Wednesday, January 20th, 2016

BØRNS – Electric Love

If it were me I wouldn’t put the null symbol right in my band name, but hey…


[Video][Website]
[5.11]

Alfred Soto: What the bloody hell — a Jet tribute act with worse hair and Owl City vocal?
[4]

Jonathan Bogart: T. Rex updated for the soft-focus indie-means-winsome generation, all the thrust and sneer and weirdness ironed out in favor of an AM-pop sheen that could have been performed by Captain & Tenille, and still been one of their least-weird album tracks.
[4]

Leonel Manzanares de la Rosa: The glitz of 70’s glam rock — complete with fuzz guitar and a Gary Glitter beat — meets the exhilaration of modern psychedelia (via the thick synth layers and the sparkling reverberated vocals) and of course, Haim, for a track that’s as Coachella-ready as pop can get.
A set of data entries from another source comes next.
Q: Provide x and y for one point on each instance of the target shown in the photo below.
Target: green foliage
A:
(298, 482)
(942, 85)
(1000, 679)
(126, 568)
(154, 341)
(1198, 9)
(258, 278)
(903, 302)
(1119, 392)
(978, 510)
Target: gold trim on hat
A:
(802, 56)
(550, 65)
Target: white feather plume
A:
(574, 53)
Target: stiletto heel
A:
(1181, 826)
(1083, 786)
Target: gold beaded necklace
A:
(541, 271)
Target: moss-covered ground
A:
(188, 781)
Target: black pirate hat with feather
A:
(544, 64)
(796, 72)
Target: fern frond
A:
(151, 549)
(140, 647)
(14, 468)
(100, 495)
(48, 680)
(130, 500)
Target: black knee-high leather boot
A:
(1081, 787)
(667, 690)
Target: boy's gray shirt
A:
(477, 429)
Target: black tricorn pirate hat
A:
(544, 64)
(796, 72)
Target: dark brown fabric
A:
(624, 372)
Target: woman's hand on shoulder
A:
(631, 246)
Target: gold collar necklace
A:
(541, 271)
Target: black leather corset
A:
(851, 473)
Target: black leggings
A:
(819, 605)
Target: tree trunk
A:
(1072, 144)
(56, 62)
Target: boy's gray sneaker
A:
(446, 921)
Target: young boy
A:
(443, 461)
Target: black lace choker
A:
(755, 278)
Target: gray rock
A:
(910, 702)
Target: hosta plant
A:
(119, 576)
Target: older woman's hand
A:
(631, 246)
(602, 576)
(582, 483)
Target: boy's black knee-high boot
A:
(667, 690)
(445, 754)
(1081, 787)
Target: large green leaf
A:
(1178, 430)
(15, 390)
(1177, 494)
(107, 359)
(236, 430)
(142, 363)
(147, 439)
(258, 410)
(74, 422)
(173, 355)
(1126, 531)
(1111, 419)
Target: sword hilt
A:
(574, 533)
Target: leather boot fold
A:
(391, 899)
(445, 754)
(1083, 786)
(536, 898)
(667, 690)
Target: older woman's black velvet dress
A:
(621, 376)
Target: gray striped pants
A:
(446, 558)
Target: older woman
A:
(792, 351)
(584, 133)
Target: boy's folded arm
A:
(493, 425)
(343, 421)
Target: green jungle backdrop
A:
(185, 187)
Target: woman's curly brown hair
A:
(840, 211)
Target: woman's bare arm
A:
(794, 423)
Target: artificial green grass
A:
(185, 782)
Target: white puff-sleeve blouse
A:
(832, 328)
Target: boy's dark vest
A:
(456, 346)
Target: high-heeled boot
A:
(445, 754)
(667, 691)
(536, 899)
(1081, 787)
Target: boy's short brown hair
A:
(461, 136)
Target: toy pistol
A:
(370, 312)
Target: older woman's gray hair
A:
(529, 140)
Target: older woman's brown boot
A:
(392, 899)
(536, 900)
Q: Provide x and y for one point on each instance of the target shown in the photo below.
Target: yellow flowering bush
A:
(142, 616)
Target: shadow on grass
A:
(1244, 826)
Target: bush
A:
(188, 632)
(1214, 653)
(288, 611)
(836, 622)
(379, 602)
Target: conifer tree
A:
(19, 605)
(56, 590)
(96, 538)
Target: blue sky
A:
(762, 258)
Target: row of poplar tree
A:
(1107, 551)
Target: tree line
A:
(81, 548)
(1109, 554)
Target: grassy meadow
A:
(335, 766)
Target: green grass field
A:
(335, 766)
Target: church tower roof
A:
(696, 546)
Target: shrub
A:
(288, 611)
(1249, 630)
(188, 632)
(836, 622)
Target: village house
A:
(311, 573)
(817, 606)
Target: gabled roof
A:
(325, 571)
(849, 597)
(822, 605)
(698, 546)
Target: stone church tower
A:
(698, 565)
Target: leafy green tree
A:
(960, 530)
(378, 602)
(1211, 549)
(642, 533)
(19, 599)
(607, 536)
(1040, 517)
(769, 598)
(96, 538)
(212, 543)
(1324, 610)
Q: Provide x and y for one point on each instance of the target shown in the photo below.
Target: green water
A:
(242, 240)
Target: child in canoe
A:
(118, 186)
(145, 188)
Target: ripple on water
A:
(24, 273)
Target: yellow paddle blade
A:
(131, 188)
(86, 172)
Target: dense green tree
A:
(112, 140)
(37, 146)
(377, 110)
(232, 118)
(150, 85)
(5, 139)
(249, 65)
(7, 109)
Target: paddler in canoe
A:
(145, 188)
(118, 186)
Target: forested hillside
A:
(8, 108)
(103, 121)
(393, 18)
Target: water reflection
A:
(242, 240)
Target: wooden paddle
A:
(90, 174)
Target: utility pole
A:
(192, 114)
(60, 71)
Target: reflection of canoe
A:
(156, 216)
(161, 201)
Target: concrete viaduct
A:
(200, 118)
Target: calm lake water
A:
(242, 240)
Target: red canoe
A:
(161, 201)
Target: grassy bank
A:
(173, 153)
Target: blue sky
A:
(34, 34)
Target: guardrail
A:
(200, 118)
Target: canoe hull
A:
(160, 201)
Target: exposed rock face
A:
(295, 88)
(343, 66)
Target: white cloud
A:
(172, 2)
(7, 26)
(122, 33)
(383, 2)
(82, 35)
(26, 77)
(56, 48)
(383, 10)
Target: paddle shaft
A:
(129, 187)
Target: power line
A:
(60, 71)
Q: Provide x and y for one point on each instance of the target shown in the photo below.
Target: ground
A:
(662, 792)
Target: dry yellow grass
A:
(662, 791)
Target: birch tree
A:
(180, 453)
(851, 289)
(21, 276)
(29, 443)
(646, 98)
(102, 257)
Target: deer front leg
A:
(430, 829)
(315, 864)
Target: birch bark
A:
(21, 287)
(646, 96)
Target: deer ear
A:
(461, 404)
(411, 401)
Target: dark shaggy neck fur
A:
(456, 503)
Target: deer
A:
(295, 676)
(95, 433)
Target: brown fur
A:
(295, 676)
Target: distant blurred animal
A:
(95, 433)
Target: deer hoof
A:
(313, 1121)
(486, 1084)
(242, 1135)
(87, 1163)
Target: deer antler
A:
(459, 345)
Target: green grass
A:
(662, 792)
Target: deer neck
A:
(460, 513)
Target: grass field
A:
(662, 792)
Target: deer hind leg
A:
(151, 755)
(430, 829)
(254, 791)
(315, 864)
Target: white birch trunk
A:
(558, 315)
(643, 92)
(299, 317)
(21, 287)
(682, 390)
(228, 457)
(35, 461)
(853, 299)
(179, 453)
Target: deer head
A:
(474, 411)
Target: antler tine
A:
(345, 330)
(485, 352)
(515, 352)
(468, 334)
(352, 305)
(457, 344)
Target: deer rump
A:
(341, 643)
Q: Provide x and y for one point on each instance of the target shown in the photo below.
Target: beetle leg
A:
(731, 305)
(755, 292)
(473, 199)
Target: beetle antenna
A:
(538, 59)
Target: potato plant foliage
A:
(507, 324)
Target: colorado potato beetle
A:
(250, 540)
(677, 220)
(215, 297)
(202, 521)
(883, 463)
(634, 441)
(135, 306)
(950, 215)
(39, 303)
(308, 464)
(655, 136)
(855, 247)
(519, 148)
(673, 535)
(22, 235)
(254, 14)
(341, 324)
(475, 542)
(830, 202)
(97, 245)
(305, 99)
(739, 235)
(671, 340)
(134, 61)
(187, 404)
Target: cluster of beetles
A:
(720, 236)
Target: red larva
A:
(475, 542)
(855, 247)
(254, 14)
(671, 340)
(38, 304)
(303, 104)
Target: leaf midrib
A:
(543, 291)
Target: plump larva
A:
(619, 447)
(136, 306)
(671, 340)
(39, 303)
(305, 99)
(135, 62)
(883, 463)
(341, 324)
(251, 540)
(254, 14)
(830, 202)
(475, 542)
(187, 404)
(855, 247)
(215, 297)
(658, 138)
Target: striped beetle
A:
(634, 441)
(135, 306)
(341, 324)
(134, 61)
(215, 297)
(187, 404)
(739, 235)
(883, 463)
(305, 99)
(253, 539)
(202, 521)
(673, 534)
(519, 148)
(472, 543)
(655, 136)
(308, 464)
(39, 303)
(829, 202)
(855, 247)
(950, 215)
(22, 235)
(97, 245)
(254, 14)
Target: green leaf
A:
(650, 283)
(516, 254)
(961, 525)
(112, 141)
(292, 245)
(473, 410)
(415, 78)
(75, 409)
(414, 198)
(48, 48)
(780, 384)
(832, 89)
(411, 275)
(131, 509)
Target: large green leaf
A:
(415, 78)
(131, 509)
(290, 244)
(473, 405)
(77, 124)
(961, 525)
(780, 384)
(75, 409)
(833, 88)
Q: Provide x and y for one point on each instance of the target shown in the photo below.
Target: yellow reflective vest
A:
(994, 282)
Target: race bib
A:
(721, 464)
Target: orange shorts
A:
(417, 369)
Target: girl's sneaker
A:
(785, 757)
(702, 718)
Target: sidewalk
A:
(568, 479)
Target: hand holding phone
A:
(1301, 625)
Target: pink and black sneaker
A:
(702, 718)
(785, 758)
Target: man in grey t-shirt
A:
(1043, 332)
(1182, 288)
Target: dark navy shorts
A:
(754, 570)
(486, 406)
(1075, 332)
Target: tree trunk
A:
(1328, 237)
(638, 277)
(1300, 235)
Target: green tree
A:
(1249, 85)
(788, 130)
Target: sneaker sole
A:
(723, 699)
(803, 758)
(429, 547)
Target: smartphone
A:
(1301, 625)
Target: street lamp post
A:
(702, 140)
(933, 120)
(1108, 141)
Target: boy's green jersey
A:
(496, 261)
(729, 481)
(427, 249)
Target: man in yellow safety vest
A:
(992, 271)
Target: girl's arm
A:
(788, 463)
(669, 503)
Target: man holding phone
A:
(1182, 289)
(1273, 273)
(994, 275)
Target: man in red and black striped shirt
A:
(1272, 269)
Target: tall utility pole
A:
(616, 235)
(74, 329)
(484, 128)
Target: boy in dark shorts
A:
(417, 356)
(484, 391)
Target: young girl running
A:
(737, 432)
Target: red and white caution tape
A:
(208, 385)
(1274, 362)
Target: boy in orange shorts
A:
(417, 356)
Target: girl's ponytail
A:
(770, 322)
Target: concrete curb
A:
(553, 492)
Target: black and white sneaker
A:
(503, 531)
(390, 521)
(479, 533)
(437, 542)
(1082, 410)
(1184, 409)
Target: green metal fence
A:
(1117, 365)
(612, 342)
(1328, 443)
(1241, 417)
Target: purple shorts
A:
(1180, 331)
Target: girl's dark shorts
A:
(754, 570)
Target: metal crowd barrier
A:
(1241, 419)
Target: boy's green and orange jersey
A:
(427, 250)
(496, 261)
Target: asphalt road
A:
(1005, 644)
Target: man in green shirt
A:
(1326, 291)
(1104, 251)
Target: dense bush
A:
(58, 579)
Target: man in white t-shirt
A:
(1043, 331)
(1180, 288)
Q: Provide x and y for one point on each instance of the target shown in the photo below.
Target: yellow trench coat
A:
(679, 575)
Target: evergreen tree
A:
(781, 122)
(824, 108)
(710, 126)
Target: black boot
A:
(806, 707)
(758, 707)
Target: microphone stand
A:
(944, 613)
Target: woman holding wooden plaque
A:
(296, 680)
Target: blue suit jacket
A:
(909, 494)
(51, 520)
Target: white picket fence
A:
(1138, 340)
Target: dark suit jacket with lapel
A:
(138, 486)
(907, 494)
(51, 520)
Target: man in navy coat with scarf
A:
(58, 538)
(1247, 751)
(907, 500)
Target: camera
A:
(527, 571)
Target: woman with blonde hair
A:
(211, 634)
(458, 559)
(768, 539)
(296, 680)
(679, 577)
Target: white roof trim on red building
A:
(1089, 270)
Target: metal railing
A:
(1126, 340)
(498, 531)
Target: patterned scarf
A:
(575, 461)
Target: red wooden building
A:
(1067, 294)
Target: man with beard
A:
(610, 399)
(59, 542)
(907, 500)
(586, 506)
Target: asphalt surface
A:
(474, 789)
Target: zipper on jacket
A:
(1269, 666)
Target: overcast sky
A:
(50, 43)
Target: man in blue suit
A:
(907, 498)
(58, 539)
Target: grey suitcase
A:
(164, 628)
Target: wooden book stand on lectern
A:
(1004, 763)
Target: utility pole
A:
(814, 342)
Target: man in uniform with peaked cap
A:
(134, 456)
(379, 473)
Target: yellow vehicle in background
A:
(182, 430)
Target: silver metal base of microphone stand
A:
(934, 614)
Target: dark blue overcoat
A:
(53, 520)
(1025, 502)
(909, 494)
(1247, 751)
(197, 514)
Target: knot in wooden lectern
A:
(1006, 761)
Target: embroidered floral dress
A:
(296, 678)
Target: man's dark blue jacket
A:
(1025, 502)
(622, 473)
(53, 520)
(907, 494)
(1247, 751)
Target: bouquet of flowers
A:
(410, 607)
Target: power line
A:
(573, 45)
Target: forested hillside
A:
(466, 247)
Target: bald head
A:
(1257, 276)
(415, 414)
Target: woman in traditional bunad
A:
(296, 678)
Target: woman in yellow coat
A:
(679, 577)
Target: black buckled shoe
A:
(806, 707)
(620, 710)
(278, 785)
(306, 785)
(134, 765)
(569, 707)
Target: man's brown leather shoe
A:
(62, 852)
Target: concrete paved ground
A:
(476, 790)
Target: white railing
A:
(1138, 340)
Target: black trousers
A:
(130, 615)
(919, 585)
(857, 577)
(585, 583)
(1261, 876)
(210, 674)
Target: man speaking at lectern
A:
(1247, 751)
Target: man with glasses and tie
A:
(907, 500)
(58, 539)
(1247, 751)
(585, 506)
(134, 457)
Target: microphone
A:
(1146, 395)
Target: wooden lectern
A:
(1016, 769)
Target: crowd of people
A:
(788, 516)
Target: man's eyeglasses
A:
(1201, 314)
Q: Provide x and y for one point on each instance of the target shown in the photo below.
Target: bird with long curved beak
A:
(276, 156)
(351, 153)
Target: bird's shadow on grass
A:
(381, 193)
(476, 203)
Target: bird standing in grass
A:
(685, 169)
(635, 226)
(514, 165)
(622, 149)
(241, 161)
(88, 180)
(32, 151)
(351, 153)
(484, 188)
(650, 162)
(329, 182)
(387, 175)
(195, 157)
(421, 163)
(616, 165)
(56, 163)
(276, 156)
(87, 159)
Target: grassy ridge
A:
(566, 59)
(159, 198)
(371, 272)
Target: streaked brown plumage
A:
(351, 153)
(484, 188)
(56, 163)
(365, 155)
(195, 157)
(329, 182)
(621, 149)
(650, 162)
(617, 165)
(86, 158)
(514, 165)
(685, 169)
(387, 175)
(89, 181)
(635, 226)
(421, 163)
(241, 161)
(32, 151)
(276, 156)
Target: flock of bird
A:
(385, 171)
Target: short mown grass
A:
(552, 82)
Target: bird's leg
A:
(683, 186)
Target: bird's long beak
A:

The lyrics walk the all too beaten love song/drug song path, but the way the production adorns it is just gorgeous. 
[6]

Katherine St Asaph: Electric like the phone-charging tent at a music festival. The backing vocals swoop like Goldfrapp’s “Happiness,” which is about a cult.
[4]

Thomas Inskeep: Sounds like MGMT playing a Flaming Lips cover of a Prince song, and also like a car commercial. (Close: it’s been used in Hulu’s commercials for much of the past year.)
[3]

Danilo Bortoli: It would be way too easy to assume this is a blatant, hypocritical ripoff of MGMT’s early days, so I’ll just go and suggest for a minute that Garret Borns’ music comes from a place of intellectual honesty. But because it is inherently soulless and tepid, it would still sound like fake psychedelic electropop made to sell literally anything for people way too bored to decide what to consume. 
[4]

Scott Mildenhall: When this rises up to the ceiling and then into the heavens, lifted by that glowing wall of guitars and “aah”s, it has all the mystique that glam rock is glorified as having and more. BØRNS is breathy, shrouded in clouds with glitter and lights, and when playing off the hint of jaggedness, he’s the epitome of lithe. Even though he’s singing about how he‘s the one experiencing things, his ownership of those experiences, just like the presence of the “you” he’s addressing, is utterly peripheral to the feeling that he is offering himself up to the listener for their own imprinting, presenting himself as some alluring, pacifistic futurebeing who drifts in and drops out before their very eyes. Never mind putting your arm around your guitarist’s shoulder, if Top of the Pops was still around today and BØRNS got to perform this there, there would be (maybe) literal revolutions. It’s not homage, it’s update.
[9]

Patrick St. Michel: Finally, someone gave The Shins jock jam swagger. “Electric Love” is chipper, annoyingly so at times, but ultimately that chorus and stomping beat win out.
[6]

Brad Shoup: Take out the loping fuzz guitar and you have really good advert music: its happiness is held over its head. Hell, the first verse reads like a Kidz Bop rewrite. But yes, I just want to listen to Haim.